Using data to improve care

Incentives, of course, can be a powerful force in fostering better care. But we are also providing our doctors with something even more valuable – data.

In 2011, we started sharing raw claims data and packaged reports with eight medical partners covering some 20,000 members. We’ve since evolved these reports into an interactive web-based tool that allows physicians to analyze their patient populations and derive insights about how they can provide better care.

We have also rolled out a new data-sharing platform called HealthSphere that collects and aggregates clinical information from different systems to create a 360-degree view of the patient. Having this in-depth view of a patient can lead to more targeted, proactive, and effective care.

We continue to develop advanced analytics and population health management platforms as well as clinical decision support tools that enable our providers with actionable insights at the point of care to improve the health of our members.

Our focus on quality, however, does not end there. We recognize that a member’s health may also be affected by a range of factors that have traditionally been beyond the reach of the health care system such as access to nutritious foods, adequate housing and the availability of transportation and other non-medical resources – the so-called ‘social determinants of health.’

So, we are partnering with health systems and community health organizations on a demonstration project to build a model to address these factors and quantify the improvements in cost and overall health. The program, which was piloted with RWJBarnabas Health and focused on high-risk members in four Newark zip codes, will expand to 100 zip codes across New Jersey.

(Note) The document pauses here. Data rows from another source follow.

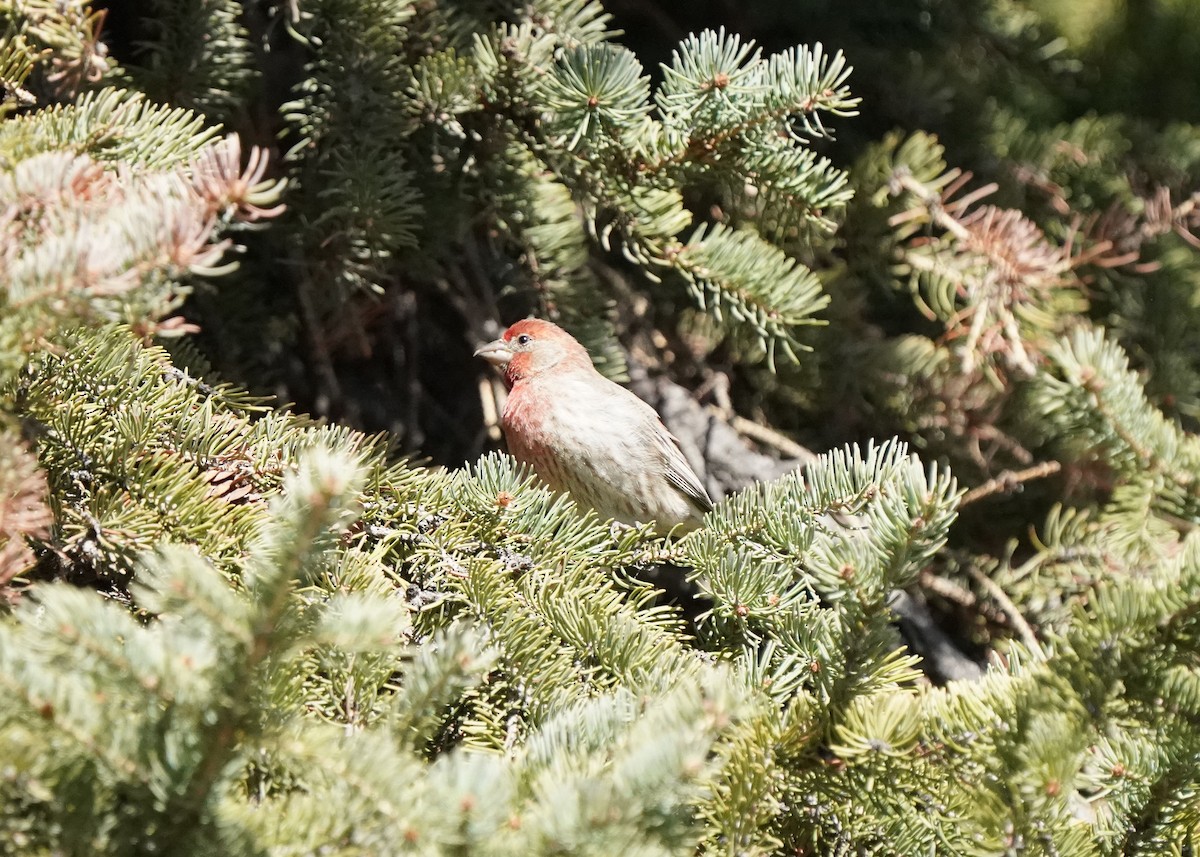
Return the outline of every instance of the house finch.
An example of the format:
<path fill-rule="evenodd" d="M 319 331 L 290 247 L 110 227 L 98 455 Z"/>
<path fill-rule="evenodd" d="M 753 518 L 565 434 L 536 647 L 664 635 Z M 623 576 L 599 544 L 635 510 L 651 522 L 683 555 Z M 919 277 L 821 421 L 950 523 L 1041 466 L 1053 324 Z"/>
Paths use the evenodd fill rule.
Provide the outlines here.
<path fill-rule="evenodd" d="M 654 409 L 592 366 L 556 324 L 519 321 L 475 352 L 504 369 L 509 452 L 603 518 L 694 529 L 712 509 L 704 485 Z"/>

We are also improving the quality of care our members get by doing more to treat people holistically by putting body and mind on equal footing. To do this, we have deployed new tools and brought in new partners to give doctors the resources they need to integrate behavioral and physical health care for their patients.

We have metrics for all these individual programs, but the larger question remains: Have we moved the needle in terms of overall healthcare quality in New Jersey? It’s an important question. In 2018, New Jersey ranked 25th in state health system performance – right in the middle of the pack.

But data on our patient-centered, value-based care programs show we are starting to have an impact:

  • 4 percent lower rate of hospital inpatient admissions
  • 6 percent higher rate of colorectal cancer screenings
  • 7 percent higher rate of breast cancer screenings
  • 24 percent lower rate of readmissions for patients with diabetes
  • 2 percent reduction in potentially avoidable ER visits

We are on the right path but, there is still plenty of room for improvement. I was a football player in my younger days. For me, achieving the Triple Aim - improving the cost, quality, and patient-experience of health care – is a lot like football. Success requires everyone doing their part and only comes when all of us do our part together.